A Zorbax Eclipse XDB C18 HPLC column (150mm x 4.6mm, 5µm particle size) was employed for chromatographic separation. The mobile phase consisted of two components: mobile phase A, a mixture of Water, Tetrahydrofuran and Acetonitrile in a ratio of 91:3:6 (v/v/v), and mobile phase B, a blend of Water, Tetrahydrofuran, Acetonitrile, and Methanol in a ratio of 4:2:74:20 (v/v/v/v). The flow rate was maintained at 1.0 mL/min.
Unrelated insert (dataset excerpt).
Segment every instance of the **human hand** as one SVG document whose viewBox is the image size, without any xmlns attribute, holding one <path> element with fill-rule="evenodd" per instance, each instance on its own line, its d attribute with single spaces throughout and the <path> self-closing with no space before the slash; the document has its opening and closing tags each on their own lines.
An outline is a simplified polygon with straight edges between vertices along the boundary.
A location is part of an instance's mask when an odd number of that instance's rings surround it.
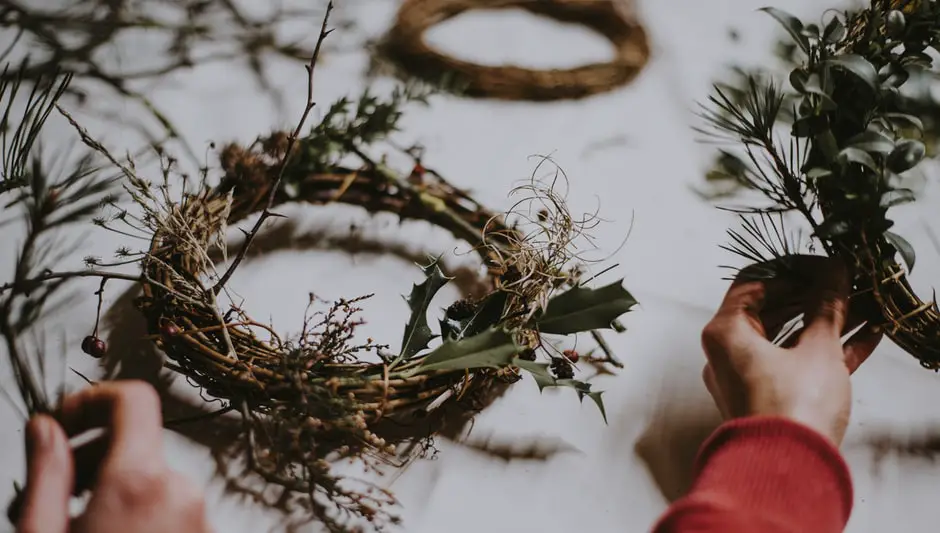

The gradient program was programmed as follows: initially, the system started with 85% of solvent A, then at 2.0 minutes, it remained at 85% A, followed by a linear gradient to 75% A at 15 minutes, 60% A at 25 minutes, 20% A at 30 minutes, holding at 20% A until 35 minutes, returning to 85% A at 36 minutes, and maintaining at 85% A until 40 minutes. For detection, a UV detector was set at a wavelength of 245nm. The column temperature was held constant at 40°C, while the sample temperature was maintained at 5°C to ensure stability. The injection volume for each sample was set at 50µL.

Method:

Standard preparation:

A standard solution was prepared containing 0.8ppm of Deflazacort, 1.6ppm of Deflazacort 21-Alcohol, and 0.8 ppm of Deflazacort Impurity A.

Sample preparation:

Ten grams of the sample were measured and placed in a 50mL volumetric flask. Approximately 10mL of methanol was added, and the mixture was sonicated for 10minutes. After that, 20mL of Acetonitrile was introduced, followed by another 10minutes of sonication with shaking. The volume was then brought up to the mark with acetonitrile and mixed thoroughly. The solution was filtered through a 0.45µm nylon filter, discarding the first 5mL of the filtrate. Finally, 4.0mL of the filtered solution was transferred to a 10mL volumetric flask, and the volume was adjusted to the mark with water before mixing.

AQbD approach for method development:

We identified the Analytical Target Profile (ATP) and Critical Quality Attributes (CQA) based on a thorough understanding of method parameters. To optimize the method systematically, we used a factorial design approach, summarized in Table 1.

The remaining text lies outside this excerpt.